Meeting minutes
Alicia: Open questions about text tracks in MSE
… I assume you're familiar with MSE, but not necessarily about text track formats
… Out of band formats like SRT and WebVTT, or inband formats in the media container such as MP4, WebM, Matroska
… I'll introduce WebVTT and features that make implementation of inband tracks tricky
… Challenges and open questions on implementation of text tracks in MSE
WebVTT
Alicia: This has been supported in browsers for a long time. It's a reasonable first target. We support it as an out of band text track format. We could also support it in-band when you call appendBuffer()
… The syntax is based on SRT. There are cues with start and end timestamps and content, which can include markup for styling
… Cues can have setting, to allow customisation of the cue or alignment
… When you load the cues, you have APIs to retrieve the cues and control them programmatically
… Comment blocks are useful when authoring text tracks
… WebVTT documents can contain stylesheets, which must come before any cues in the file
… Regions allow you to define specific portions of the video where cues will appear
… WebVTT allows cues to overlap in time
… An example of closed captions, and the textual representation of sound effects, both of which can happen at the same time
… You can have delayed parts in a cue, using angle brackets
… Now let's look at in-band WebVTT, when you put it into a container format. Two formats: ISO BMFF, which I'll call MP4, and WebM / Matroska. WebM is a subset of Matroska
… I'm not aware of any representation in MP2TS
ISO BMFF
Alicia: For ISO BMFF, we have two specs. WebVTT is in Part 30, along with TTML
… The init segment, moov box, there's a WebVTT sample entry, codec configuration
… This has two boxes inside: one for the file header and style sheets, then (optionally) the source label box, a URI that uniquely identifies the WebVTT document
… For media segments, the timing of the cues is handled by the container. Cues are handled like regular video frames. The difference is because WebVTT allows overlapping cues, but MP4 isn't normally meant to be used that way, so the cues are split into non-overlapping frames
… Two types of frames: gaps, which represent the absence of a cue, and non-gaps, where you have vtt cue boxes and vtt additional boxes
… In vtt cue box, you have an optional source id box, which together with the source label box allows a cue to be uniquely identified
… If you mix and match different WebVTT documents that have been muxed into MP4 you can still uniquely identify the cues
… A cue time box is used for cues with delayed parts. You write the original start time of the cue, used as a reference to compute the time of the delayed parts. If there's an edit list, the delayed parts still work
WebM
Alicia: There are two kinds of representations. One from when it was less mature, but has adoption, e.g., in ffmpeg
… As a consequence of being early, it doesn't support the file header, so we can't include stylesheets, also delayed parts
… The later draft, from 2018, on Matroska, addresses both those problems. Delayed parts are defined as the offset from the start of the frame
… Commonalities and differences between the MP4 and WebM representations. Timing is handled by both containers, but gaps aren't explicitly encoded.
MSE
Alicia: Several questions with MSE and text tracks, and other related topics
… How many coded frames is a WebVTT cue?
… Should it depend on the container format, be an implementation detail, or something else?

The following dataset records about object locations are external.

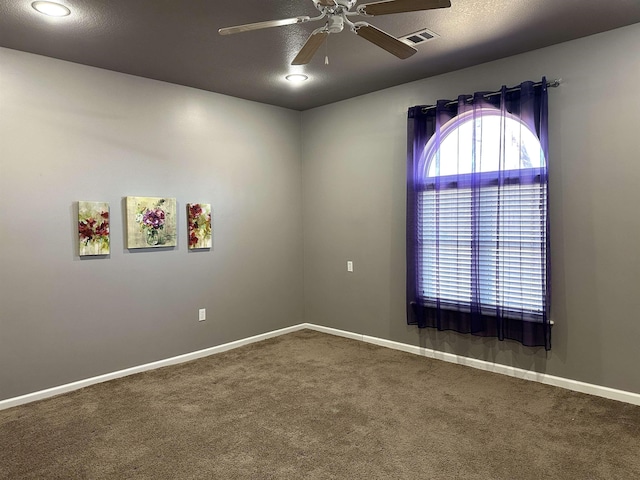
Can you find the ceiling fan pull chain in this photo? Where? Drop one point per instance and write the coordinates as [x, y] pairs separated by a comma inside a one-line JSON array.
[[326, 51]]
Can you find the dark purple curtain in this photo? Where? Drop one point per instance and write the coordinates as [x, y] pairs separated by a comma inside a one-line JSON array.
[[480, 190]]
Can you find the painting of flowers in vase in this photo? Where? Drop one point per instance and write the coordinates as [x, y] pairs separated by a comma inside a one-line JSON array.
[[93, 228], [151, 222], [199, 223]]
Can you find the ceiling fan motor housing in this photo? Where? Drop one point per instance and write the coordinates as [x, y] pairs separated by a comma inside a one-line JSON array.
[[335, 24]]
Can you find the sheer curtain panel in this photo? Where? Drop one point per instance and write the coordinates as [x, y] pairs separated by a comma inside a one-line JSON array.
[[478, 216]]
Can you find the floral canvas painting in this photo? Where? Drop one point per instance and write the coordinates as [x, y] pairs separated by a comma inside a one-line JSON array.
[[93, 228], [151, 222], [199, 223]]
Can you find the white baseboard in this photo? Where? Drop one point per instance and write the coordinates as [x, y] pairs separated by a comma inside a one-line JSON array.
[[600, 391], [582, 387], [69, 387]]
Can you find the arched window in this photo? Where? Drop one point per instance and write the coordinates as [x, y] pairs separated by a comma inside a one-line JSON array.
[[477, 215], [510, 209]]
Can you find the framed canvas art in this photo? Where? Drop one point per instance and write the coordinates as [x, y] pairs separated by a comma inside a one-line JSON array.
[[199, 223], [151, 222], [93, 228]]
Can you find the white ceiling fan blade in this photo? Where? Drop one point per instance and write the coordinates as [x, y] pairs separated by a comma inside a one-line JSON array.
[[261, 25], [400, 6], [309, 49], [382, 39]]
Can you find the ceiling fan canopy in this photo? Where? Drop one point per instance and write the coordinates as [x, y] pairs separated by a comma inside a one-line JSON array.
[[337, 14]]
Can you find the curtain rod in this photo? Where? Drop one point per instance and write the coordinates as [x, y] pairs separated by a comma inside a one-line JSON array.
[[550, 84]]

… The answer touches on the other questions
… Next question is about gaps and sparse streams
… Is an empty cue box an MSE coded frame? Answer could depend on the previous question
… Other formats work differently. For example, there's 3GPP timed text which is commonly used in MP4, where gaps are encoded as cues with empty text
… If a browser wanted to support 3GPP timed text in MP4 (not unreasonable), could those gaps be cues?

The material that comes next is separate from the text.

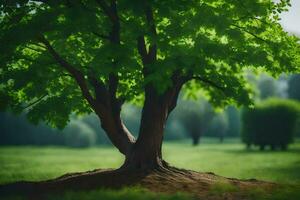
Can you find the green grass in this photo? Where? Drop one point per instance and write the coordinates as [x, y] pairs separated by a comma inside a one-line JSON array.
[[229, 159], [133, 193]]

… Also container formats. MP4 makes it easier to encode gaps than not to. In Matroska, that's not a problem, and implementations don't do it. Is that a problem for MSE? It causes some difficulties
… Gaps are also useful for audio and video. An audio gap is an intentionally silent section, and for video no new frame is played
… There are some use cases for MSE where gaps can be useful. We've talked about those before in MEIG meetings
… One is live playback. Where you have audio and video in separate SourceBuffers. For live streams you want to prioritise getting the latest information
… If you can't download the video in time, but you have the audio, you could continue playing the audio. Not covered in the MSE spec
… Other use case, if you want to insert an ad where you only have either audio or video, so you transition from audio+video to only audio or only video, and back. Gaps could also work in this case
… Also there's the problem of a buffer with only a text track. Buffered Ranges are computed from audio and video only. They assume text streams are sparse and have unannounced gaps
… With the current algorithms, the buffered range never grows, so playback cannot start
… In many cases, if you haven't buffered text, you don't want to play. Without explicit gaps, you can't do this, or only if there's also audio and video in the stream
… Now, consider cues that go across segment boundaries
… If we're splitting an MP4 file for adaptive streaming. using the source label and source id we can identify copies of the cue in different fragments
… The MSE spec doesn't specify extending cues at the moment, so doesn't describe how it should be handled, or if it's mandatory or a quality of implementation issue
… And how to present it to the user? Update the cue and emit an oncuechange event? The spec should clarify
… In WebM, the MSE bytestream spec doesn't describe it at all
… Are the representations that WebM and Matroska give us good enough?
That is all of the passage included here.